Rumours of Spring is tender, provocative, and resilient
Life in Kashmir — through the eyes of a young girl.
The best birthday present :)
Before anything else, you must know that Rumours of Spring by Farah Bashir is the first of the five books I started reading and completed this year. Friends I love a lot, gifted it to me on my birthday knowing too well that there is nothing else that can melt my heart as much. This is one factor, besides the book itself, that got me out of my reading slump.
Also, following Rumours of Spring, with Munnu, a boy from Kashmir, offered a more nuanced perspective of life in Kashmir for me. Both the books are set in a similar premise — both are stories of young people growing up in the Kashmir conflict, yet the experiences differ greatly — the reality of life and also the reason why I love to read books. 😀
Rumours of Spring — A girlhood in Kashmir
Three words wandered in my mind while I was reading this book and I wish to share my feelings about the book through these three words:
- Tender: While I was reading the book, I had the constant urge to gently cup my hands around Bobeh (the author’s grandmother) and the author’s faces. I wanted to send some love and warmth towards both of them, to make them feel, at least for a few brief moments, that things will be alright.
That is the beauty of Farah Bashir’s story-telling. The book is a collection of anecdotes from the protagonist’s growing up years in Kashmir told with much sensitivity and tenderness, where the common thread remains Bobeh’s funeral preparations. The stories are everyday happenings in the life of a young girl living in a conflict zone. Only nothing is ordinary or mundane and no day is similar to another and I don’t think we can ever fathom what life is like in Kashmir.
2. Resilience is not a choice, it is the way of life! If those of us living in non-conflict areas plan our meals, cab rides to work and back, clothes to wear on a usual day, in Kashmir, they are preparing for maybe a grenade blast in the area, news of family members who may be shot dead, or a curfew! How does one live like that, you may wonder, but that is their normal, their routine!
It was heartbreaking to read the author’s thoughts, where her young self wonders what life is like without deaths and cross-firings. In the chapter, I grow up to be collateral damage, the author recalls covering her books with newspapers before the school year begins as there is a shortage of brown paper. When she notices full-colour ads in Indian newspapers about mattresses, colognes, and the everyday mundane she wonders what advertisements could deaths, cross-firings, war, blasts, bombs, and rifles would inspire. Is that something a child must wonder about? I don’t think so!
Despite all this, people in Kashmir choose life and that is resilience for me.
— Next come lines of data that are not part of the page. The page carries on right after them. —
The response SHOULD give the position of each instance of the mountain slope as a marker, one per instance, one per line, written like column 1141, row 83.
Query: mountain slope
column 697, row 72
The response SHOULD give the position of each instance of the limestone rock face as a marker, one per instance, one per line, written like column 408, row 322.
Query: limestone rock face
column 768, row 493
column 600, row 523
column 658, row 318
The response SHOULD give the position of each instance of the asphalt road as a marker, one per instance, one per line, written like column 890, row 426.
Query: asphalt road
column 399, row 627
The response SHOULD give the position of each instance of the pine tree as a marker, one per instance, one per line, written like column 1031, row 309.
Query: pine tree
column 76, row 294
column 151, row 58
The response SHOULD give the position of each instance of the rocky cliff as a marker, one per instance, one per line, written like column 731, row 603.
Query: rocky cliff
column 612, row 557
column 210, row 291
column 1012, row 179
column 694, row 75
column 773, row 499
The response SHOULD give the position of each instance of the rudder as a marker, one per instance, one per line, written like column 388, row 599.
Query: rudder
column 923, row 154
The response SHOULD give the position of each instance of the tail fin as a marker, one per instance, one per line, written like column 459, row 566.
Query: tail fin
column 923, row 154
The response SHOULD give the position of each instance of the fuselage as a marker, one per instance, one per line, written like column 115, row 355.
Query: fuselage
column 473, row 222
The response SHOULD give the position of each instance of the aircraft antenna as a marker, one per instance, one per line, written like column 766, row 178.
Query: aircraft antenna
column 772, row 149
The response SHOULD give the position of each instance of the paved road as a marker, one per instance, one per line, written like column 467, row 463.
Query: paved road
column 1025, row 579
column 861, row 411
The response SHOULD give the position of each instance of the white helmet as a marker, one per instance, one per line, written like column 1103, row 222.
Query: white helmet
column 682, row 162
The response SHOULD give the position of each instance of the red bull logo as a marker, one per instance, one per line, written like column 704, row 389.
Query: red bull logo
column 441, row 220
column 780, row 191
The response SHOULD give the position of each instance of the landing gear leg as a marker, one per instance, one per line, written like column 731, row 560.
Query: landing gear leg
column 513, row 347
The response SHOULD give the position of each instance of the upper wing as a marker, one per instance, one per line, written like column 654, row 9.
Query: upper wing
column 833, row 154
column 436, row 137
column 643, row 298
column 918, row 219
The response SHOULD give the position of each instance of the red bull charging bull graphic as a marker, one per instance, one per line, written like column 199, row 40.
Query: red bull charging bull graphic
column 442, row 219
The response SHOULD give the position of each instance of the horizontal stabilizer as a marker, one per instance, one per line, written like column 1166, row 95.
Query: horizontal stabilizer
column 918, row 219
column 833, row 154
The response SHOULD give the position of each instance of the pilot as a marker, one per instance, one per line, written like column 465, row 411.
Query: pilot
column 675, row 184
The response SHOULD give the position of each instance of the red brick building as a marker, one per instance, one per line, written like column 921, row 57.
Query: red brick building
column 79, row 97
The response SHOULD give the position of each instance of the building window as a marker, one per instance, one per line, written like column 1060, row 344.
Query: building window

3. Provocative: The author’s writing and the stories are provocative and she does it so gently and quietly, with love and care. Provoking or bringing attention to something important can be done with tenderness. I don’t know if the author deliberately chose the voice or if it comes naturally, but it is another aspect of the book I deeply appreciate. Simply by existing in the situation that is Kashmir and sharing her stories like a friend who’d call you to tell what happened at school or at work, the author’s language is provocative!
Also, I couldn’t hold back from comparing my life as a woman to the author’s and realising for the millionth time that all women go through the same troubles, only in varying degrees! See period cramps and hormones. While I experience pain that sometimes I pass out from, I have the choice to take the day off and pass out comfortably. But the author describes how she couldn’t move or get up to use the washroom till the day breaks, as this would cause sound and movement that can trigger the officers stationed nearby to shoot! Why must women live like that? It makes me angry and sad, but what can I do, other than mention the anger I feel in blog posts such as these and hope someone might care a little more about women!
The stories also cover how PTSD manifests itself physically and emotionally and how the author herself suffered. I am intentionally not going deeper into this because the subject of PTSD is triggering for me. There are several happy moments too, but the fear of existence dominates everything else, leaving no space for the little solace the author may have felt occasionally!
I definitely recommend this book. It is books like Rumours of Spring that exist to educate us and help us learn about different ways of life and perspectives. They give us the choice to rid ourselves of unreasonable biases. Or that is the constant hope I live in!